Die Lehman-Pleite, Bankenkrise und in weiterer Folge das Austrocknen des Geld- und Kapitalmarkts brachten die Bank in arge Probleme. Bis dahin hatte sich die Kommunalkredit aufgrund der guten Bonität bei anderen Banken zu sehr günstigen Konditionen refinanzieren können. Das änderte sich mit September 2008 schlagartig. Zusätzlich verloren die Wertpapiere der Bank massiv an Wert, was die Situation weiter verschärfte.

Cora KG war geprüft

Auf die prekäre Lage reagierten die beiden Vorstände, nachdem ihnen der Aufsichtsrat nahegelegt hatte, etwas zu tun, um die starken Kursschwankungen der Papiere in der Bilanz zu reduzieren. Die Vorstände entschieden sich dazu, die Kommanditgesellschaft Cora zu gründen, um die volatilen Wertpapiere dorthin auszulagern. Dieses Modell hatten sich nicht die beiden Vorstände und ihre Prokuristen erdacht, sondern Deloitte Deutschland und die Dresdner Bank, die es bereits mehrfach praktiziert hatten. Als die Konstruktion stand, wurden sowohl Deloitte Deutschland als auch der Wirtschaftsprüfer der Bank, die KPMG, mit einer Prüfung beauftragt. Beide hatten an dem KG-Modell nichts auszusetzen.
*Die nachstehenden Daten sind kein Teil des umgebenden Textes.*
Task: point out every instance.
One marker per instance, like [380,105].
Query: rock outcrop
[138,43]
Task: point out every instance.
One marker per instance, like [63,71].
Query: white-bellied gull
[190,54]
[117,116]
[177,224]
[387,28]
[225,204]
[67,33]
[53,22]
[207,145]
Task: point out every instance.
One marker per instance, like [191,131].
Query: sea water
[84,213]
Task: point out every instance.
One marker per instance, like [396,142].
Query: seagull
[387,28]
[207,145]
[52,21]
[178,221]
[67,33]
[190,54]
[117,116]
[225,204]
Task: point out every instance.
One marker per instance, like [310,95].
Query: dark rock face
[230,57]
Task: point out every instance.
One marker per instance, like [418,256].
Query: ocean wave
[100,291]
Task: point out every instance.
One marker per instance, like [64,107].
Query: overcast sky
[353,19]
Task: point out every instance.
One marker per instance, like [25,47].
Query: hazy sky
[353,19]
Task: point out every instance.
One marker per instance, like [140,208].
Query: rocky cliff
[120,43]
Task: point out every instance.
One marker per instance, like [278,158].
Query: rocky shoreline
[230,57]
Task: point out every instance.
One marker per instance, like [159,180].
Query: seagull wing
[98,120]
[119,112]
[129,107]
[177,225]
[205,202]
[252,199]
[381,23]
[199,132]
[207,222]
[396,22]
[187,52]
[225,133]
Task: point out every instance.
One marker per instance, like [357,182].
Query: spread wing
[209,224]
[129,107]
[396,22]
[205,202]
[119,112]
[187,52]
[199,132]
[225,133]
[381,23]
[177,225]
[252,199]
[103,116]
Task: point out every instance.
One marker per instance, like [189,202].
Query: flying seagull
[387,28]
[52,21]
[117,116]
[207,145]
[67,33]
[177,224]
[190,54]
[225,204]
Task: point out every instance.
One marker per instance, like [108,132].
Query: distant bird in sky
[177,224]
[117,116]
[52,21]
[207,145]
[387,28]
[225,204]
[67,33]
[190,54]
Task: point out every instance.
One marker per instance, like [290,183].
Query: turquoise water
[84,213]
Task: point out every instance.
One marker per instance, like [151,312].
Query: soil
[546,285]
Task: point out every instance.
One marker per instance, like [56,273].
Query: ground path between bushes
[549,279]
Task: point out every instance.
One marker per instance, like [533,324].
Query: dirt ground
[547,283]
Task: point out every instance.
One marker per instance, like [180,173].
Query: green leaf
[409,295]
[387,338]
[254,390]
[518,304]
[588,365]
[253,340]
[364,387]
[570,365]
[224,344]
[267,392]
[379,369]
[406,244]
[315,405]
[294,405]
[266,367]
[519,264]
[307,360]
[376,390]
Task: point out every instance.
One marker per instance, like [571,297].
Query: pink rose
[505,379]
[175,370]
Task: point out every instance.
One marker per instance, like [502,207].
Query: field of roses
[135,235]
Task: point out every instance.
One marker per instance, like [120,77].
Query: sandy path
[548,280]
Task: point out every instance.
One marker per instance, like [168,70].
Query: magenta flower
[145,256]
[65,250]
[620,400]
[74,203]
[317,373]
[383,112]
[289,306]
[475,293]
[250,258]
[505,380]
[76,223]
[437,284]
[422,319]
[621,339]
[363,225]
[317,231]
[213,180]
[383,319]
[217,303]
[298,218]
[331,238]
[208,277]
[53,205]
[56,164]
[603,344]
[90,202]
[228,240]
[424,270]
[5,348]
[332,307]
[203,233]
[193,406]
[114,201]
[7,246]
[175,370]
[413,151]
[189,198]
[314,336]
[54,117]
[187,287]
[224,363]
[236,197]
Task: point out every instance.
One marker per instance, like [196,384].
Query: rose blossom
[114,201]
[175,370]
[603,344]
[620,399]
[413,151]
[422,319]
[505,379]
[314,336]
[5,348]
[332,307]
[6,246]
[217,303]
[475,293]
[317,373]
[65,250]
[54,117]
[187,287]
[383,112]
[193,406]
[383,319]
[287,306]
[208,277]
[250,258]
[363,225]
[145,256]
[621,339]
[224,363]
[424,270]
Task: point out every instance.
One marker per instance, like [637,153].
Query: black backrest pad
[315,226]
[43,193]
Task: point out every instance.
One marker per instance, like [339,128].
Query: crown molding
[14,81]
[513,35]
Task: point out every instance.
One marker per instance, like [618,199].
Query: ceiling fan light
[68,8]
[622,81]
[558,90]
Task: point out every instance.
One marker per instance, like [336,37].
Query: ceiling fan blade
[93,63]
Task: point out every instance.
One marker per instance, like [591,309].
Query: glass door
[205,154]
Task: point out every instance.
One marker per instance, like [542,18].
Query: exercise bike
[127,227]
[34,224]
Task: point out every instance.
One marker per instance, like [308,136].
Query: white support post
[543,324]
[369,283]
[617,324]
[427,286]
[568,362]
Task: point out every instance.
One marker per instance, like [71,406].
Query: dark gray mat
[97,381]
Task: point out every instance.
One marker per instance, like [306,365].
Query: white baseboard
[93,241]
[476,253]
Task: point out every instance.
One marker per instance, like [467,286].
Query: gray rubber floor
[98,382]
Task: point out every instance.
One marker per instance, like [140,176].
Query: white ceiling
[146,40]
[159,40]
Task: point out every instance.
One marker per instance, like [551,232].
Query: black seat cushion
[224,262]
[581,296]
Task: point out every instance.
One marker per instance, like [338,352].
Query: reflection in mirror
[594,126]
Nicht so die Staatsanwaltschaft, sie warf Platzer und seinen Kollegen vor, der Kommunalkredit bei der Auslagerung der Papiere an die Zweckgesellschaft Cora KG Zinsverluste verursacht zu haben. Ein weiterer Punkt der Anklage stützte sich auf die Vergabe eines Kredites von acht Mio. Euro, den die Kommunalkredit der Cora KG zu einem Zeitpunkt gewährt habe, zu dem diese sich bereits in wirtschaftlicher Schieflage befunden haben soll. Im Wesentlichen stützte Staatsanwältin Winkler ihre Vorhalte auf ein Gutachten des Sachverständigen Gerhard Altenberger.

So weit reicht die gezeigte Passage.